Ce dimanche, nous lirons l’évangile de Luc « Jésus, comme Elie et Elisée, n’est pas envoyé aux seuls Juifs » (Lc 4, 21-30). Et l’abbé Benoît Lobet, doyen de Bruxelles-Centre, nous en offre son commentaire.
La première prédication de Jésus dans son village natal, Nazareth, s’annonçait bien: on s’étonnait, nous rapporte de Luc, « du message de grâce qui sortait de sa bouche. »
Pourtant, assez vite, cette admiration se mue en hostilité: on connaît ce Jésus, de quel droit vient-il nous faire la leçon, nous enseigner des choses? On sait sa famille, il n’est jamais que le fils de Joseph…
Jésus, devant ces hésitations, en rajoute une couche: inutile d’aller plus loin, dit-il, un prophète n’est jamais bien accueilli dans sa patrie, voyez Elie, voyez Elisée! Et nous pourrions ajouter, nous qui participons à la liturgie de la Parole de ce quatrième dimanche et qui avons entendu la première lecture, « voyez Jérémie », ce prophète que Dieu prévient au moment même de son appel, en lui parlant des siens: « Ils te combattront, mais ils ne pourront rien contre toi! »
Jésus connaît bien la psychologie humaine: quand survient la nouveauté – et le prophète, toujours, annonce du nouveau – la réaction première est conservatrice. « Qu’on ne vienne pas nous déranger, surtout qu’un tel ou un tel, trop connus, ne viennent pas nous dire de changer quoi que soit! On sait mieux qu’eux leur passé, qu’ont-ils donc de nouveau à nous apprendre? »
Ce déni est un réflexe de protection, bien sûr: on est bien dans nos coutumes, dans nos habitudes, voire dans nos manières de penser, que quelqu’un de nos rangs ne vienne pas remettre tout cela en cause! Avouons que nos communautés chrétiennes ne sont pas exemptes de pareille réaction, quand elles se ferment à des points de vue inentendus jusqu’alors…

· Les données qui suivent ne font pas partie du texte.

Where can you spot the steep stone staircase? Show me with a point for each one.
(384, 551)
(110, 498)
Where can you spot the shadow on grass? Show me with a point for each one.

Les habitants de Nazareth vont encore plus loin que le déni – soudain, dans leur revirement, c’est une mise à mort qu’ils cherchent, poussant Jésus vers un escarpement rocheux d’où ils veulent le faire tomber. Déjà, par ce geste, ils préfigurent le rejet de tout le Peuple qui conduira ce nouveau prophète jusqu’au Golgotha.
Quand on lit aujourd’hui, sur les réseaux sociaux ou sur certains sites, les propos prétendument catholiques issus de milieux intégristes, qui rejettent la parole pontificale parce qu’elle n’entre pas dans leurs vues… on n’est pas loin de ce type de mise à mort symbolique.
Mais ces stratégies de rejet nous habitent tous, sournoisement. Tapi quelque part en nous, il y a ce déni facile, cette certitude qu’on sait déjà, qu’on connaît déjà, qu’on sait mieux que les autres, qu’on n’a pas besoin de nouveauté, que la Parole de conversion n’est pas pour nous…
Prétentieux que nous sommes, crispés sur nos vertus et nos prétendues valeurs, souvent arrogants, nous risquons tous, toujours, de rejouer intérieurement la scène étrange de Nazareth où ceux qui auraient dû se convertir en premier sont devenus les primo-assassins du Messie.